The bank launched an investigation.
Investigators noticed a series of logins from a device belonging to the victim’s daughter.
The victim explained she was undergoing cancer treatment and had entrusted her daughter with her digital banking credentials.
In June of 2025, the bank observed a surge in payments from the victim’s account to her daughter’s account at the same bank.
At this point, investigators had two possible theories:
1.) The daughter was stealing from her mother for her own financial gain.
2.) The daughter was actually the victim of a scam, and her scammer tricked her into dipping into funds from her mother’s account.
Investigators turned their attention to the daughter’s account.
A frequent digital (and mobile) banking user, the daughter made monthly, high-value payments toward the end of each month, suggesting rent.
The daughter’s increased account activity continued.

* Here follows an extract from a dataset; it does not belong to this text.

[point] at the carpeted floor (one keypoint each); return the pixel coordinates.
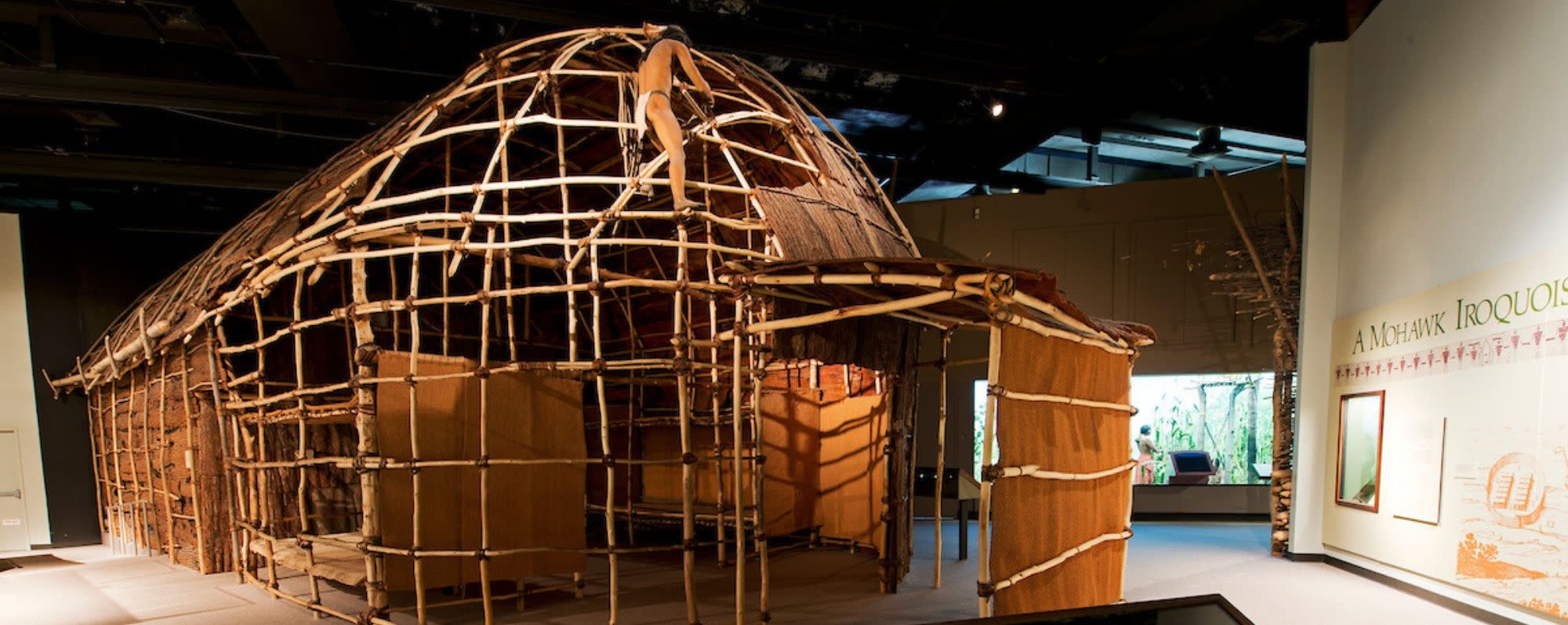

Investigators observed a first spike in payment activity in mid-May — the same day the daughter attempted to take out a pre-approved loan, which the bank blocked.
From May 16 to Aug. 31, the daughter made 83 payments, totaling €120,000.
When the bank compared the timing of transfers from the mother’s account to the daughter’s and from the daughter to an unknown beneficiary, it detected a pattern.
When the mother’s money arrived in the daughter’s account, the daughter transferred it away nearly immediately.
The daughter directed all payments to the same beneficiary, who first appeared on May 16. All payments originated from the same device.
When larger transactions were blocked, the daughter switched to a peer-to-peer service capped at €1,000.
Investigators saw the telltale signs of scam manipulation: a string of “test” transfers (€1, €20, then €500).
When her balance ran low, the daughter repeatedly requested higher credit limits.
This desperation — seeking every possible source of funds to keep sending money — is a common red flag in scam victims.
A closer look at behavioral data provided critical clarity.
When the mother’s account was accessed, her username (a national ID number) was consistently pasted in rather than typed, indicating the user (the victim’s daughter) was unfamiliar with those login details.